The Fr. Wayne blood alcohol limit is apparently 0.08%; the driver's "two beers at home" tested out at 0.17%. Then there were the two cold magnums in the pink backpack. .
This seems to me to be a clear case of profiling (the liquor store owner was picking on only the drunk drivers), and after all, no one was hurt, until the kids had to be separated to Mom and to child protective services. And Dad went to jail. And felony charges, etc. Not to mention the US Marshal that interrupted the kids' fun ride right out there in the breeze. And no one has mentioned whether the dude drove worse or better when sober; he may not have any practice at all, driving sober.
I ain't trying this, not the driving under the influence, not the kids tacked onto the vehicle any which-way. Certainly not around any Fort Wayne liquor stores. And, anyway, I don't drive a "large, white" vehicle.
The sad thing is, these Morons have already reproduced.
Why is it when I read this story I immediately thought of Mitt Romney's dog?
....so it's wrong to do it?
He was arrested for driving under the influence. Apparently nothing wrong with strapping the kids to the car.
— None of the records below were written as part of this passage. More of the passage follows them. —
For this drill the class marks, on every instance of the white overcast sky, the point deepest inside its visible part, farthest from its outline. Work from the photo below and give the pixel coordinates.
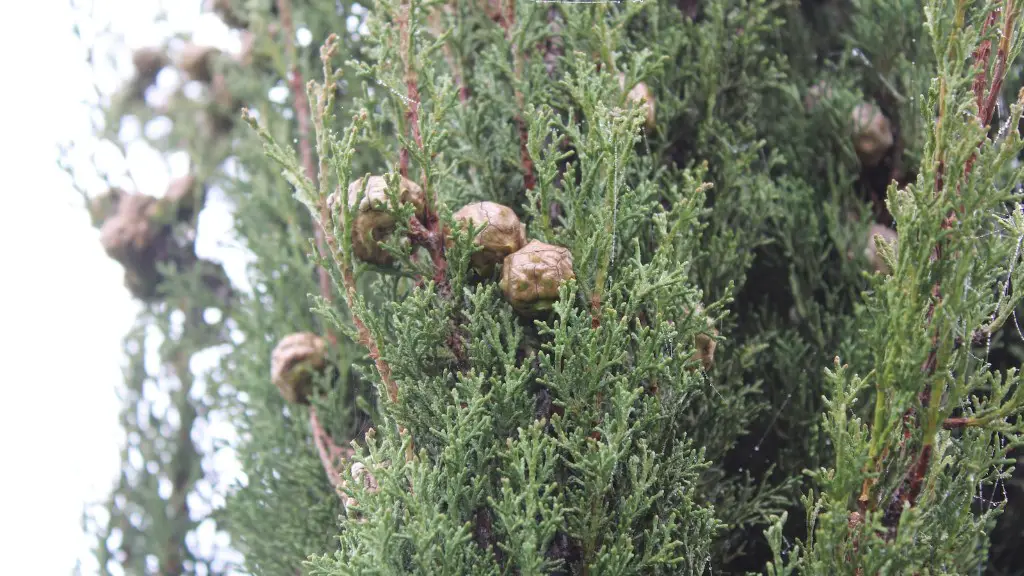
(62, 307)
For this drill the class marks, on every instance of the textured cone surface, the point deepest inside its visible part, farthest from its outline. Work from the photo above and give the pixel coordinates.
(501, 233)
(128, 233)
(530, 277)
(373, 223)
(293, 363)
(871, 251)
(872, 134)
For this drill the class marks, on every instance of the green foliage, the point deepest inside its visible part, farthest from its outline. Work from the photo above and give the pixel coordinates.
(466, 438)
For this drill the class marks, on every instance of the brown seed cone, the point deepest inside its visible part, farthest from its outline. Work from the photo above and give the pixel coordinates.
(293, 363)
(129, 233)
(360, 474)
(197, 62)
(373, 223)
(872, 135)
(501, 235)
(705, 342)
(871, 250)
(641, 95)
(531, 276)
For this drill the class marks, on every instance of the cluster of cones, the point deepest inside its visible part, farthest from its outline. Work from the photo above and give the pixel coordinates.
(872, 139)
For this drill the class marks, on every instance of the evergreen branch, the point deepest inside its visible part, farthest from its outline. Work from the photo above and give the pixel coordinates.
(302, 110)
(329, 451)
(507, 22)
(909, 488)
(412, 84)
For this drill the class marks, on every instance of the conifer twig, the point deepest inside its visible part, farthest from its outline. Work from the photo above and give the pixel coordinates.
(305, 149)
(507, 22)
(428, 234)
(986, 94)
(328, 450)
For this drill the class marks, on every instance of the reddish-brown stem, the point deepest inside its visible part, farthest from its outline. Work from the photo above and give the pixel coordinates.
(412, 86)
(986, 94)
(302, 111)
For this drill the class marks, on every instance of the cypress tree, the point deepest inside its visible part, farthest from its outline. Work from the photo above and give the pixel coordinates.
(689, 287)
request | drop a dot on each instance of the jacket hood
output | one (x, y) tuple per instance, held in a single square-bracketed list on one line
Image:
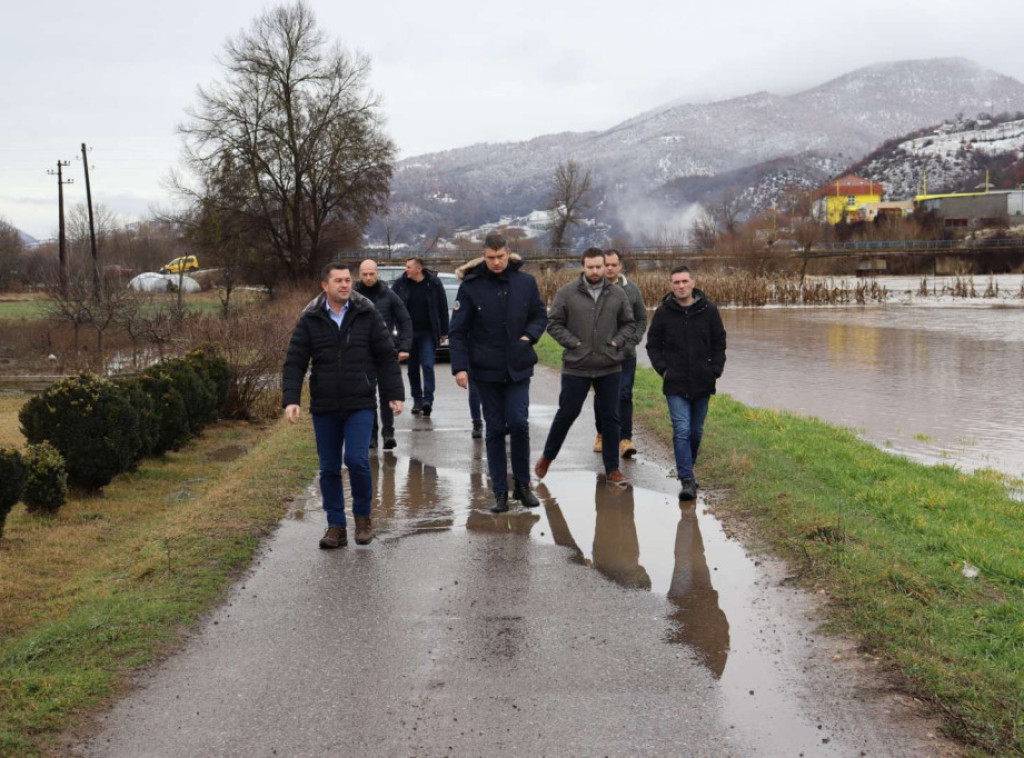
[(699, 302), (515, 261), (358, 302)]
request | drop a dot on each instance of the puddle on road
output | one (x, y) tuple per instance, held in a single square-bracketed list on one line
[(640, 540)]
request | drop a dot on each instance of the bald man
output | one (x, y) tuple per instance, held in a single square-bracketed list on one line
[(399, 326)]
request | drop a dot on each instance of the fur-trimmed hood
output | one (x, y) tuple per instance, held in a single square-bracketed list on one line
[(465, 268)]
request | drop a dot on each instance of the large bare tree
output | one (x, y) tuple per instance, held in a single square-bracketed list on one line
[(569, 198), (295, 124)]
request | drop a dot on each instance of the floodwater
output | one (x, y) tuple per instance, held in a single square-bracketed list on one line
[(939, 383)]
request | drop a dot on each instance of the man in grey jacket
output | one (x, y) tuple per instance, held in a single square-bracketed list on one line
[(613, 272), (594, 322)]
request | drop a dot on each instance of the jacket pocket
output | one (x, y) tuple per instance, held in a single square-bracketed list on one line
[(522, 355)]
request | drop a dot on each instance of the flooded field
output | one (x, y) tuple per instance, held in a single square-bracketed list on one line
[(938, 383)]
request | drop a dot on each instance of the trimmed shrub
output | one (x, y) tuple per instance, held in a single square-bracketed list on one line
[(217, 370), (90, 422), (12, 472), (198, 391), (144, 404), (46, 482), (169, 412)]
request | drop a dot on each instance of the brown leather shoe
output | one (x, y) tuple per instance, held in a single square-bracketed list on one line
[(364, 531), (334, 537), (615, 477)]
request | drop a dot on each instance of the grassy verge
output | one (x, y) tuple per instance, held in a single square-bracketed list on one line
[(114, 580), (887, 539)]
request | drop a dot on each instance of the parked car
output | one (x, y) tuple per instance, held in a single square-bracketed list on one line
[(184, 263), (451, 283)]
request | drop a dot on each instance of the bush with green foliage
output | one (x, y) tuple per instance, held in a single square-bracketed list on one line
[(12, 473), (144, 403), (171, 418), (217, 370), (46, 482), (197, 389), (91, 422)]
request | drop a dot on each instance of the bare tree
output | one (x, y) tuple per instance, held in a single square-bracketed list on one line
[(10, 252), (569, 198), (704, 232), (807, 233), (295, 121)]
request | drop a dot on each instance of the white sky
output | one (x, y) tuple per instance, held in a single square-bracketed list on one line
[(118, 74)]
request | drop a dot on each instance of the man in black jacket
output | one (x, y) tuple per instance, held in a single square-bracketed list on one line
[(498, 318), (686, 345), (423, 294), (399, 326), (348, 343)]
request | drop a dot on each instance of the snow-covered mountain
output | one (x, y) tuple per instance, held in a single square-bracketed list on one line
[(951, 157), (659, 161)]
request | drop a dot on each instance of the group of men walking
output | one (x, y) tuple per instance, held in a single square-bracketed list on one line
[(355, 335)]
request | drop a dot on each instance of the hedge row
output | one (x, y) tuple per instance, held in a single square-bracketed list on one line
[(104, 427), (37, 477)]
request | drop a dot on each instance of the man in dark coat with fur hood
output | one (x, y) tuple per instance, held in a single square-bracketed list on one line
[(497, 319), (345, 338), (686, 346)]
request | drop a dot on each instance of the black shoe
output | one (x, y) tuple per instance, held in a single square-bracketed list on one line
[(501, 503), (521, 493)]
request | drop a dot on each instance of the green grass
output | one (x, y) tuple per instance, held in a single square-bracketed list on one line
[(112, 582), (887, 539)]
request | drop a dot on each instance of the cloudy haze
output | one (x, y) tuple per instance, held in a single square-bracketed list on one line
[(119, 75)]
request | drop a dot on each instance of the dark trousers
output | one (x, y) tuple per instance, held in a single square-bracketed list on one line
[(625, 401), (506, 405), (574, 389), (474, 403), (348, 432), (421, 354)]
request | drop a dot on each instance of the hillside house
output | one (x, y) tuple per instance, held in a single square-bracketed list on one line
[(838, 199), (976, 210)]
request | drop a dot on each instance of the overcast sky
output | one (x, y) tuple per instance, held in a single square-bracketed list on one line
[(119, 74)]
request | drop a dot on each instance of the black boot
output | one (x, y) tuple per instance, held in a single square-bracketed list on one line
[(521, 493), (501, 503)]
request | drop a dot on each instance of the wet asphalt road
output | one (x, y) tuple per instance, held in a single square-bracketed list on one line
[(607, 622)]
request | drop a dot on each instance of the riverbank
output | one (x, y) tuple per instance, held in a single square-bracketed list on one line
[(887, 540), (114, 581)]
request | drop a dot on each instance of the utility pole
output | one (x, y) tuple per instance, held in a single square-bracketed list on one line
[(92, 227), (62, 247)]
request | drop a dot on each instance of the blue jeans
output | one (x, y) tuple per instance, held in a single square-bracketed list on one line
[(687, 428), (474, 403), (349, 432), (625, 401), (506, 405), (574, 389), (421, 355)]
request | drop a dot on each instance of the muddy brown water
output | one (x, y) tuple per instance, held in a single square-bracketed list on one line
[(939, 383)]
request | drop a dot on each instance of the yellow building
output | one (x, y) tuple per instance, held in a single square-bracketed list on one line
[(837, 199)]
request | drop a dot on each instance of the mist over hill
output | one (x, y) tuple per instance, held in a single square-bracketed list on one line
[(649, 169)]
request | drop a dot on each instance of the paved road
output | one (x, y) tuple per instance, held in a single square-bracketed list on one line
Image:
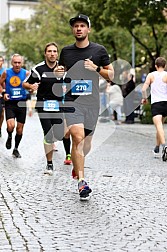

If you pass a law specifically that they CAN'T ride in a pickup bed, wouldn't you also have to pass a law specifying all the other places they can't ride, or specifying the only places they can? I mean, that's the logical conclusion in a nanny-state, isn't it? If Nanny hasn't said you can't do it it must be OK. Either that or Nanny has to decree that you can ONLY do those things Nanny has OKed, which is a place we haven't reached. Yet.
@ SGB,
Yes. It is wrong, very wrong. Indiana police are very jealous about who gets to drive under the influence.
@ Bram,
Since the original article, he and the woman with him were charged,
Stefanski, 29, was charged with three felony counts of neglect of a dependent, felony operating a vehicle while intoxicated and four misdemeanor counts of criminal recklessness. -- According to a Fort Wayne Journal Gazette article. Three of the kids were his, the mother of the fourth was with him, and she was also charged with felony neglect of a dependent.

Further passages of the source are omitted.